I’ve made the case too many times, but Ben Tate is a bust of mine.
Many people were probably high on the former Texans back after signing with the Browns to become their featured back, and I get it. The guy has talent, showed flashes as a backup, and will now be the featured back in an offense. However, it’s not exactly looking like that any longer. Rookie Terrance West is drawing a ton of buzz, and continues to impress. Meanwhile, Tate has showed zero signs of durability during his first three seasons. Get this. The guy has missed 24 of 64 possible regular season contests (38%), while showing up on the Texans injury report 80 percent of the time, according to ESPN. He’s dealt with ankle, ribs, foot, head, you name it, he’s battled the injury. Cleveland suddenly wants to run the football as much as anyone in football, one year after throwing it more than anyone in football. I’m not sold that Tate will be able to withstand this potential workload, which is why West is going in the 7th or 8th round at the moment.

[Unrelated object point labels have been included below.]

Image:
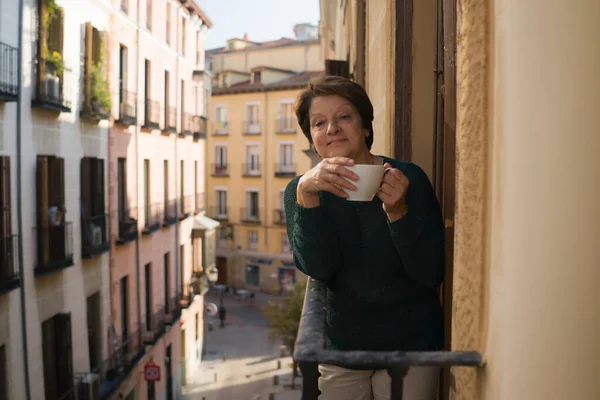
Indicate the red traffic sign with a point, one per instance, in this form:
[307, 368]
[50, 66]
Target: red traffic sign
[151, 372]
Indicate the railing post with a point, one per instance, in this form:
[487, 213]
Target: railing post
[310, 380]
[397, 374]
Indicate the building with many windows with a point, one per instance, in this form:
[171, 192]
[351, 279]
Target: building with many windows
[255, 148]
[105, 249]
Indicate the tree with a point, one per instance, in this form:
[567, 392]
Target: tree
[284, 318]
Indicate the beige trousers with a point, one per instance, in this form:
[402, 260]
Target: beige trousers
[337, 383]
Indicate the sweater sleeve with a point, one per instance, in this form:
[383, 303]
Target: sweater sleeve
[419, 235]
[314, 243]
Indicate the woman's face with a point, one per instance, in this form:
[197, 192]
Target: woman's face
[336, 129]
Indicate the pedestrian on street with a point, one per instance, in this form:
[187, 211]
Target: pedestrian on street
[382, 260]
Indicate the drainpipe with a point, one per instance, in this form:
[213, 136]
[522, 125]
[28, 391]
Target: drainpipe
[20, 206]
[137, 181]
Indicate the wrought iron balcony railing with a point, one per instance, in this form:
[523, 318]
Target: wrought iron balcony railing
[151, 114]
[94, 235]
[128, 228]
[54, 87]
[309, 350]
[9, 263]
[54, 248]
[8, 72]
[127, 113]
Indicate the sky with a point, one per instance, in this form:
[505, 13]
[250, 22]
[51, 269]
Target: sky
[261, 19]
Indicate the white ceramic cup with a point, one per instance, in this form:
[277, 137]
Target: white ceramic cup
[369, 181]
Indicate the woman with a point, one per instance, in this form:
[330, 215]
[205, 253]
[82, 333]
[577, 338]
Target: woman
[382, 260]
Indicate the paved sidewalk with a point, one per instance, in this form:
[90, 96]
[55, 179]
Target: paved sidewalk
[241, 357]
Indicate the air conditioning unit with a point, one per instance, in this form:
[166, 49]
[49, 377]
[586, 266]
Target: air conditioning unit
[97, 235]
[88, 387]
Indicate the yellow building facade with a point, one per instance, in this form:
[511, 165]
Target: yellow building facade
[255, 147]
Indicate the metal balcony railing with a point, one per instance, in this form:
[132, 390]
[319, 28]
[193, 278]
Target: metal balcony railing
[94, 235]
[250, 215]
[251, 169]
[127, 114]
[200, 202]
[279, 216]
[220, 213]
[54, 88]
[151, 114]
[285, 125]
[153, 218]
[285, 170]
[128, 228]
[251, 127]
[54, 248]
[186, 123]
[220, 169]
[309, 350]
[9, 263]
[8, 72]
[220, 128]
[199, 127]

Meanwhile, new head coach Mike Pettine is more of a defensive-minded coach, but he realizes how effective the ground and pound is, especially during his time as the DC in New York with the Jets. During his time there, the Jets ranked 1st, 2nd, 17th and 7th in rushing attempts per game. Also, Kyle Shanahan has been a run-oriented coordinator during his tenure in the league, too.
I wouldn’t be at all surprised if Tate played less than 10 games this year, or, if he does stay healthy, we see a committee approach in this backfield.

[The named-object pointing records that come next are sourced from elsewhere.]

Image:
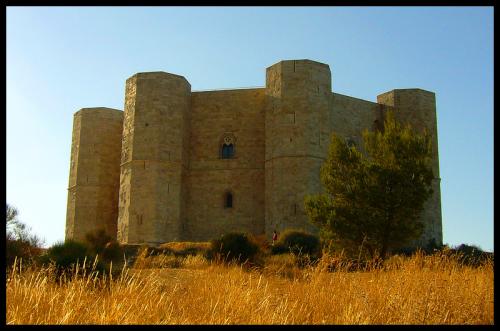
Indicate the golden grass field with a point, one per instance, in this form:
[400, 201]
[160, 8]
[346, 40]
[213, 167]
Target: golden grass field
[418, 290]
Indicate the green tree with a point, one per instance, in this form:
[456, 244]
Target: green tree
[20, 242]
[374, 198]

Cleveland receives, Cleveland loses.
A year after watching the making of a star, the Browns are prepared to lose Josh Gordon for at least half of the year, it seems. Despite missing two contests last year, Gordon still dominated the league, leading all receivers in fantasy points, recording a whopping 15.8 fantasy points per game. Sadly, he is gone, for the time being, and the Browns have a major hole in their receiving corp.
And, call me crazy, but I’m not too excited about Miles Austin or Nate Burleson, but one guy does offer some appeal. Andrew Hawkins could very well be this team’s number one wideout in terms of targets, especially if he operates out of the slot. Hawkins is a very good player, an elite route-runner and has strong speed to make big plays for this offense. Other than that, pray Gordon appeals his suspension and gets it limited.
Well, at least they still have Jordan Cameron.
Through the first eight weeks of the season, only Jimmy Graham had more fantasy points among tight ends than Cameron, whose offseason sleeper appeal came to fruition. Offensive coordinator Norv Turner created another fantasy star at tight end, but should we be concerned with his absence? Last year, Cameron operated out of the slot 60.3 percent of the time (via PFF). Only Tony Gonzalez ran out of the slot more among tight ends. With no Gordon, Cameron should lead this entire team in targets, receptions and touchdowns. Manziel is used to throwing it up to big targets (see Evans, Mike), so I think he can consistently get him the ball. Also, tight ends seem to be a rookie passers best friend.